By George P. Bancroft, NOAA National Center for Environmental Prediction

Introduction

The stormiest period was January through the first half of February when an active storm track took deepening low-pressure systems on a northeastward track across the North Atlantic. One particularly intense low tracked across the British Isles and North Sea early in the month and another passed to the west of the British Isles toward the middle of the month. By February, the pattern became more variable under the influence of varying amounts of blocking high pressure in the eastern North Atlantic and at high latitudes. Some of the lows moved erratically and even formed cutoff lows, with one in particular off the southeast U.S. coast in mid-April producing storm-force winds and very high seas.

There was no tropical cyclone activity during this four-month period, although such cyclones can develop prior to the official start of the Atlantic hurricane season on June 1.
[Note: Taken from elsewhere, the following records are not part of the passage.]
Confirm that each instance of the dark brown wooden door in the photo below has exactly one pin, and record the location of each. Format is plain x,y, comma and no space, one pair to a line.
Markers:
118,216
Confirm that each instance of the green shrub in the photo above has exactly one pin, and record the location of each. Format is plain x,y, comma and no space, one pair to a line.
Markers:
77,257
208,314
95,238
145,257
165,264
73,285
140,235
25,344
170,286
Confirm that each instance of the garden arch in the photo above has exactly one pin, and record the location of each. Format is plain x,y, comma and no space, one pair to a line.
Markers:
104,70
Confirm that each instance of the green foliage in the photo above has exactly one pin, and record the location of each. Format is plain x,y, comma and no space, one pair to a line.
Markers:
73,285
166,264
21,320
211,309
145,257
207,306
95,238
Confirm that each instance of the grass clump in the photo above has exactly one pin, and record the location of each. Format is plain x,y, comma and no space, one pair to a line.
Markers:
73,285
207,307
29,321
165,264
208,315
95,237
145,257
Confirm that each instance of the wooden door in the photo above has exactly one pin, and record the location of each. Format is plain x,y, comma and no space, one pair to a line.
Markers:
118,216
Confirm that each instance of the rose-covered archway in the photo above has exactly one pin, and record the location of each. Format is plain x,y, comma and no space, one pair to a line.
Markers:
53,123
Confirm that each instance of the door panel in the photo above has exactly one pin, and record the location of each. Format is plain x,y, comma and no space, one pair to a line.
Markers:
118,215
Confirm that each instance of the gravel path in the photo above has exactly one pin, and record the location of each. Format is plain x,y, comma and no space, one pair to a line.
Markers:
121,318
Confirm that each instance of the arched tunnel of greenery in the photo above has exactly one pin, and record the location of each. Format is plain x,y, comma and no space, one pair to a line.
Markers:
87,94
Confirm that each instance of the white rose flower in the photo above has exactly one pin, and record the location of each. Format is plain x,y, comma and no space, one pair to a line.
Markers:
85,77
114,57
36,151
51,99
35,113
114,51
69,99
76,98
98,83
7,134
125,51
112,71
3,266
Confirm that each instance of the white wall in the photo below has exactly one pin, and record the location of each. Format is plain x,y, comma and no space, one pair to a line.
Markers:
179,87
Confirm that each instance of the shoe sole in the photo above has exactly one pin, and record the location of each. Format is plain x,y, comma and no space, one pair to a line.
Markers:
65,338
Significant Events of the Period

North Atlantic Storm, January 2-7: A developing area of low pressure moved northeast off the Labrador coast on January 1 and passed east of Greenland early on the 3rd, developing hurricane-force winds between the center and the Greenland coast. The system attained a lowest central pressure of 950 hPa near 62N 34W at 0000 UTC on the 4th. That area usually lacks ship data, with OPC often using QuikSCAT satellite-derived winds to determine warning category. The storm passed northwest of Iceland on January 4, but a new main center formed near the Greenland coast early on the 7th, then drifted east and weakened as depicted in Figure 1. Winds were briefly hurricane force near Cape Farewell. Among limited ship data, the Godafoss (V2XM) reported west winds of 50 kt near 58N 29W at 1800 UTC on the 4th. There were some impressive seas that developed between Iceland and the British Isles. The Waverider (TFSRT) reported 10.5 m (34 ft) near Iceland at 1300 UTC January 4. Among buoys, the highest seas reported were 9.5 m (31 ft) at 62108 (53.5N 19.5W) at 2200 UTC on the 4th, 10.0 m (33 ft) at 62105 (55N 12W) at 0400 UTC on the 5th, 12.0 m (40 ft) at 64045 (59N 11.5W) 0000 UTC on the 5th, and 10.5 m (35 ft) at 64046 (61N 5W) at 0400 UTC on the 5th.

Figure 1. North Atlantic Surface Analysis Chart - Click to Enlarge

Figure 1. OPC North Atlantic Surface Analysis charts (Part 1 - east) valid 1200 UTC January 7 and 8, 2005.

Figure 2. North Atlantic hPa Analysis Chart - Click to Enlarge

Figure 2. OPC North Atlantic 500 hPa Analysis valid 0000 UTC January 8, 2005, or halfway between the valid times of the two analysis charts in Figure 1. The chart is computer-generated with the short-wave troughs (appearing as heavy broken lines) manually added.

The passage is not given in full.